Now, I can’t speak necessarily to what folks in those churches believed back then, but I can speak to what I believe, and what we tend to believe right now in our church.

I do have to hedge a bit here, as in a UCC church, if there are 50 people there are often 60 opinions, but there are some things that we can say with a pretty high probability.

One of them is that we are not a “pie in the sky” church. That is not our tradition and history, it is not our present, and I suspect that it will not be our future.

From our then controversial decision to have a black preacher come and speak at the church in the 1950s, which resulted in the burning of a cross on our lawn by the KKK, to becoming an adopter and proponent of the Open and Affirming movement, which recognizes and positively affirms the humanity, dignity, and leadership in the church of all peoples, especially LGBTQ folks, and to our current relationships and work in areas of racial justice, this church has and will continue to be concerned with the here and now.

We do this not because we are wide eyed liberals and progressives, but because we believe we are following the model that Jesus set forth.

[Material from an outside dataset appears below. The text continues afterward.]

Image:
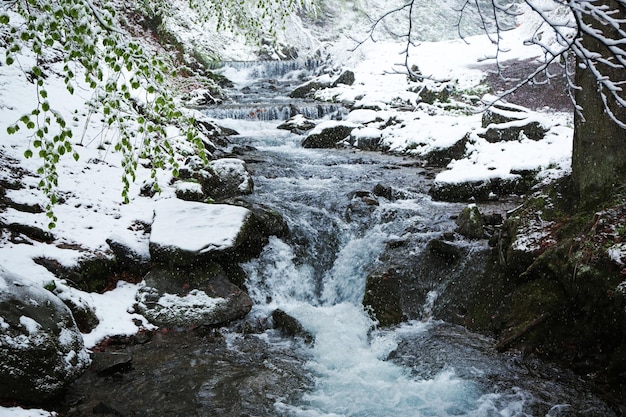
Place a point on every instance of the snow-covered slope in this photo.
(92, 208)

This concern permeates Jesus’ ministry, from his first sermon, recorded in the fourth chapter of Luke, where he opened the scroll of Isaiah and read:

“The Spirit of the Lord is upon me, because he has anointed me to bring good news to the poor. He has sent me to proclaim release to the captives and recovery of sight to the blind, to let the oppressed go free, to proclaim the year of the Lord’s favor.”

This is also present in our Gospel reading for today, the beatitudes.

I hope from being able to read them together we got a sense of their immediacy, urgency.

It’s not “Blessed should be”

Or “they would be blessed if…”

There is no conditional, no weasel words in the beatitudes.

Blessed are the meek, for they will inherit the earth.

These are not just promises, these are statements of fact.

Blessed are those who mourn, for they will be comforted.

That’s strong language. Stronger than I used just a few moments ago to describe the church.

But Jesus is allowed to do that. Jesus has the authority to do that.

Me, well, I’m still trying to learn what the best grocery store to go to in the area is.

But we know all too truly that it’s one thing for someone to claim authority, it’s another entirely for authority to follow through.

Because right now, it seems like those with power have inherited the earth.

That we who mourn are not comforted, and instead we weep.

This is all true and, we must remember that God’s time is not our time.

For God, the past is present is the future.

Thus, when Jesus Christ speaks of the present, he also tells us of the future, when the Kingdom of Heaven is fully realized. This teaches us that as Christians the concern for present material conditions must be held right alongside hope for the future.

Yet even this is not the whole of it. For we are especially reminded on this All Saint’s Day, that these same promises were made to and are being fulfilled to those who came before us. God continues to fulfill those promises now.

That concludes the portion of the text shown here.